From 17d7a2bd9a2b7c7d7cc481772696c6c3922b165a Mon Sep 17 00:00:00 2001
From: morelos <morelos@devvm4573.ash0.facebook.com>
Date: Thu, 10 Jul 2025 14:33:43 -0700
Subject: [PATCH] [ET-VK][Ops] affine quantization operators registration

# Context
In order to enable dynamic quantization, especially for the source transform method using `Int8DynActInt4WeightQuantizer` we need to have vulkan versions for `quantize_affine`, `dequantize_affine`, and `choose_qparams_affine`. Currently we do not have a shader that performs block-based quantization as expected from these shaders, so we delegate to the per_tensor variant just to get unblocked. At a later stage, this will likely be developed more on in order to ensure we don't get too much accuracy loss.

# Changes
This creates a schema reference in the TorchAO library for out variants of these respective operators. Then there is a VK_REGISTER_OP done on them to ensure that we can properly register them when lowering the ET model with vulkan. Also the vulkan_quantizer is changed a bit in this to enable a dynamic quantization config so that we aren't purely working with just static quantization anymore.
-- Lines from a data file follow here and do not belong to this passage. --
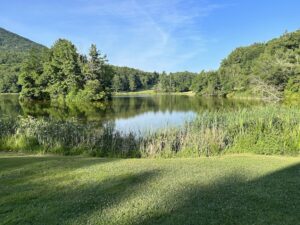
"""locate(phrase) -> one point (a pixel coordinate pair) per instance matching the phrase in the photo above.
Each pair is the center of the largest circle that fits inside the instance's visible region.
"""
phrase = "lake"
(137, 114)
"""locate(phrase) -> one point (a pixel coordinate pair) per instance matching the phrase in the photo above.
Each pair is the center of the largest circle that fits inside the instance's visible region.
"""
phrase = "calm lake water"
(128, 113)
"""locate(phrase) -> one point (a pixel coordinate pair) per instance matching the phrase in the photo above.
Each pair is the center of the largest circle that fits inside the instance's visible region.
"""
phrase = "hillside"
(13, 49)
(261, 70)
(11, 41)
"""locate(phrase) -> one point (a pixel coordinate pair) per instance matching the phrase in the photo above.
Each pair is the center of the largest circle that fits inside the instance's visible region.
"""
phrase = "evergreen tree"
(63, 70)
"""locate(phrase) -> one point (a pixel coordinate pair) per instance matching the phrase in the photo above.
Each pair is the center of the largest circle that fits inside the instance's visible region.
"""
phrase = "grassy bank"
(240, 190)
(152, 92)
(270, 130)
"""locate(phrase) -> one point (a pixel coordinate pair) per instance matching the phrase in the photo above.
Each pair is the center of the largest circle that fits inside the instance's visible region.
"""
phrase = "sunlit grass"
(233, 189)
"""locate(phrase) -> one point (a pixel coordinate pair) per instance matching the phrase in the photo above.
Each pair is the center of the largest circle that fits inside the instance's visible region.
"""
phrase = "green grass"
(267, 130)
(243, 189)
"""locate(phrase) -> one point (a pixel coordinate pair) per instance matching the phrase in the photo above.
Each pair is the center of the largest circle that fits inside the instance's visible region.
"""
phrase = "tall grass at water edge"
(268, 130)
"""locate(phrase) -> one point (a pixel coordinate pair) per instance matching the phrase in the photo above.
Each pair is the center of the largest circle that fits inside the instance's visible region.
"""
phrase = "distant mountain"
(12, 42)
(13, 50)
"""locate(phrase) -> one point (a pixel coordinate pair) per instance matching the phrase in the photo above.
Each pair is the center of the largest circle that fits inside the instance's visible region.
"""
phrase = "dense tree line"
(175, 82)
(260, 70)
(129, 79)
(62, 73)
(13, 50)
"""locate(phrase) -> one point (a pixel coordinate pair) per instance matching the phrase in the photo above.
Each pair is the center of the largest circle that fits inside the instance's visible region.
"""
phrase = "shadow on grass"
(33, 201)
(272, 199)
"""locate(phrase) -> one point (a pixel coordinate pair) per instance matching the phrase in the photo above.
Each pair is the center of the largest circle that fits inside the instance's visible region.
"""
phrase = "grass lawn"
(237, 189)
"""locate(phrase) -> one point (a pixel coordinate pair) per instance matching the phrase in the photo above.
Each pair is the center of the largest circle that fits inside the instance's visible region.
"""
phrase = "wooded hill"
(262, 70)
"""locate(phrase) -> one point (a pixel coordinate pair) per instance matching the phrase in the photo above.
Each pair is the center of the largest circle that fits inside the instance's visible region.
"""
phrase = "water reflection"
(128, 113)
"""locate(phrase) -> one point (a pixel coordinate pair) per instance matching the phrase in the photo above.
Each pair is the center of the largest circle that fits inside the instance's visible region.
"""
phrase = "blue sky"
(170, 35)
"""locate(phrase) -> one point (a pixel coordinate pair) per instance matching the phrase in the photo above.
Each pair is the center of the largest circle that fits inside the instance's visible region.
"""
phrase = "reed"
(272, 129)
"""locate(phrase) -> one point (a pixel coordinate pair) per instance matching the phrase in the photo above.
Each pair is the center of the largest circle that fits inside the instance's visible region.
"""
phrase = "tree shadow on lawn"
(42, 203)
(272, 199)
(9, 164)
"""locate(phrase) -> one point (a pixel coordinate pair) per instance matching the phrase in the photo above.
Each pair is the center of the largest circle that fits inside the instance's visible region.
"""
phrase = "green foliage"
(14, 49)
(129, 79)
(62, 74)
(274, 63)
(176, 82)
(207, 83)
(263, 130)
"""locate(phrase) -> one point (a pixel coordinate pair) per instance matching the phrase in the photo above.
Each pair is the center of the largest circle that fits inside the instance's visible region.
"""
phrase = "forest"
(268, 70)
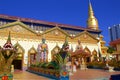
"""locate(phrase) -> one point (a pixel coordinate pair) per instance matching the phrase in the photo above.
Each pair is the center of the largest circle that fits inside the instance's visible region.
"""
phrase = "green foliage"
(114, 63)
(96, 64)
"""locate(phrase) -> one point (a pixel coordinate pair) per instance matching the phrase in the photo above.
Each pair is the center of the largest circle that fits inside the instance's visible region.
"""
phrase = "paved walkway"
(89, 74)
(92, 74)
(23, 75)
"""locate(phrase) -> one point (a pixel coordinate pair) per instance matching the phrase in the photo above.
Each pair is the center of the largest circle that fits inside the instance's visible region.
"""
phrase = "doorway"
(17, 64)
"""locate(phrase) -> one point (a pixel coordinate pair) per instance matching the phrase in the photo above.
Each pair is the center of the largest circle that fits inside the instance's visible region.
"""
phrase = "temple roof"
(45, 23)
(8, 44)
(115, 42)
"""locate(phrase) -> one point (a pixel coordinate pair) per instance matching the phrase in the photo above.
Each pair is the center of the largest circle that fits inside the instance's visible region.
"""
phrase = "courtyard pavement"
(89, 74)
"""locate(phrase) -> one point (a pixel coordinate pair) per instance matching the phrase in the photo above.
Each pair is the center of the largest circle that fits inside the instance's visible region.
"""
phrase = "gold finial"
(92, 22)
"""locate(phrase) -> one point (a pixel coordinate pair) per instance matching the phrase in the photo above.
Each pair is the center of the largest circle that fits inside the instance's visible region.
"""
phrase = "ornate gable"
(55, 33)
(86, 37)
(18, 30)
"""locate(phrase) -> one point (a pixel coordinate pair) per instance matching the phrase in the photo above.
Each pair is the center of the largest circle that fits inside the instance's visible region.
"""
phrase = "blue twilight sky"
(74, 12)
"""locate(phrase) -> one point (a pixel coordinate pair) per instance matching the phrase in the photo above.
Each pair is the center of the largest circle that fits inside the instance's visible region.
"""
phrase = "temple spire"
(9, 38)
(92, 22)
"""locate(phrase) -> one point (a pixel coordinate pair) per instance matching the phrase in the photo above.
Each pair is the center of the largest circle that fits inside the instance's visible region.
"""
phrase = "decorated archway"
(19, 60)
(54, 51)
(32, 56)
(88, 58)
(94, 55)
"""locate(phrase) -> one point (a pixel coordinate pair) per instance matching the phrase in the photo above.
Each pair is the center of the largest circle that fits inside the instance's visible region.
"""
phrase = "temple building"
(114, 32)
(28, 34)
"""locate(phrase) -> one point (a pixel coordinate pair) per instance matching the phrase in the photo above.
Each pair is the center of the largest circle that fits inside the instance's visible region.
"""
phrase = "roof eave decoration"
(49, 30)
(86, 32)
(17, 23)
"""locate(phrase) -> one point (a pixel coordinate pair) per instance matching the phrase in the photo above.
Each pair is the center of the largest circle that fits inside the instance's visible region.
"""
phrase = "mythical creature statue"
(7, 55)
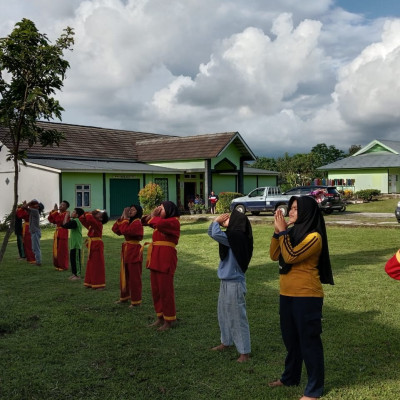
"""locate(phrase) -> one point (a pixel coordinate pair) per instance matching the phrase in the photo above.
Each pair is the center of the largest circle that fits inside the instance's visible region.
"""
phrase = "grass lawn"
(61, 341)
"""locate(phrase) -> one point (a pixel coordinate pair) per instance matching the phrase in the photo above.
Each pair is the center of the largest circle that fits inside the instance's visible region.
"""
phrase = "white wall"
(35, 182)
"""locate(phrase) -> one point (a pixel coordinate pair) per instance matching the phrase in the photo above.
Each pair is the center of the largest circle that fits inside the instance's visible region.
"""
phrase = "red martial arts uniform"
(60, 243)
(131, 259)
(95, 276)
(26, 235)
(162, 261)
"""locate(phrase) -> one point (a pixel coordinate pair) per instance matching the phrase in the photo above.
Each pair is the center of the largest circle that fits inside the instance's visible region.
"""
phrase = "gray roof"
(258, 171)
(367, 159)
(101, 166)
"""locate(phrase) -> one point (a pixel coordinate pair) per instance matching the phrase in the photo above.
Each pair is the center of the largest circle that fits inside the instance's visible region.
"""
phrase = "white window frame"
(83, 188)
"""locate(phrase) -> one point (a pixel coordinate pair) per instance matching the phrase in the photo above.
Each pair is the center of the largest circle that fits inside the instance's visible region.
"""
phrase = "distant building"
(375, 166)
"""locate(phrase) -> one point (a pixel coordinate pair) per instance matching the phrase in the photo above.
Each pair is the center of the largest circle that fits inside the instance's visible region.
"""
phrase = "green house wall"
(379, 178)
(100, 198)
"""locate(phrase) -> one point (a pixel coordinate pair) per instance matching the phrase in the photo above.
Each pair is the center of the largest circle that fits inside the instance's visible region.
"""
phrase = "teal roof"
(377, 154)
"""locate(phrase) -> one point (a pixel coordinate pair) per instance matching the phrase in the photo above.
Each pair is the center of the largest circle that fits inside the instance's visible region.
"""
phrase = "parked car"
(397, 212)
(268, 198)
(327, 197)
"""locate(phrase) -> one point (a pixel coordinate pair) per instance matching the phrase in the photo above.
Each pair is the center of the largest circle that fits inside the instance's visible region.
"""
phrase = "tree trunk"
(13, 212)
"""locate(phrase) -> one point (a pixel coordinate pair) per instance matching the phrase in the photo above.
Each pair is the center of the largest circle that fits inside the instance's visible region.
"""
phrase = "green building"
(105, 168)
(375, 166)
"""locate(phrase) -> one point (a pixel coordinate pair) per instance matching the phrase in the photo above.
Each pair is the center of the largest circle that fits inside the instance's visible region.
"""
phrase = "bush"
(150, 197)
(367, 194)
(225, 200)
(347, 194)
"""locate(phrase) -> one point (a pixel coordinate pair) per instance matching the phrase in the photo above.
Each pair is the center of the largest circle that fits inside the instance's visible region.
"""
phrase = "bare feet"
(243, 358)
(275, 383)
(157, 322)
(220, 347)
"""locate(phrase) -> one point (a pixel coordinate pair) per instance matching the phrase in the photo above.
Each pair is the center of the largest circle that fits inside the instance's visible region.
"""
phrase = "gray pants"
(232, 316)
(35, 237)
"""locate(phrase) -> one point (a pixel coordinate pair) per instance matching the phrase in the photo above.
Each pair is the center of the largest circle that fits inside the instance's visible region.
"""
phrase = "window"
(82, 195)
(163, 183)
(257, 192)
Furthermore, we have `_annotate_for_static_quantization_config` for parity/legacy reasons, and we simply create an equivalent dynamic quantization config method.

We also changed `Linear.cpp`, particularly to allow a passthrough for weight_data since during dynamic quantization it's possible that it'll be a tensor_data than tensor_ref.

Differential Revision: [D78035354](https://our.internmc.facebook.com/intern/diff/D78035354/)

[ghstack-poisoned]
---
 backends/vulkan/op_registry.py                | 22 ++++++
 backends/vulkan/quantizer/vulkan_quantizer.py | 57 ++++++++++++--
 .../runtime/graph/ops/impl/ChooseQParams.cpp  | 78 +++++++++++++++++--
 .../runtime/graph/ops/impl/Dequantize.cpp     | 44 +++++++++++
 .../vulkan/runtime/graph/ops/impl/Linear.cpp  |  2 +-
 .../runtime/graph/ops/impl/Quantize.cpp       | 35 +++++++++
 6 files changed, 226 insertions(+), 12 deletions(-)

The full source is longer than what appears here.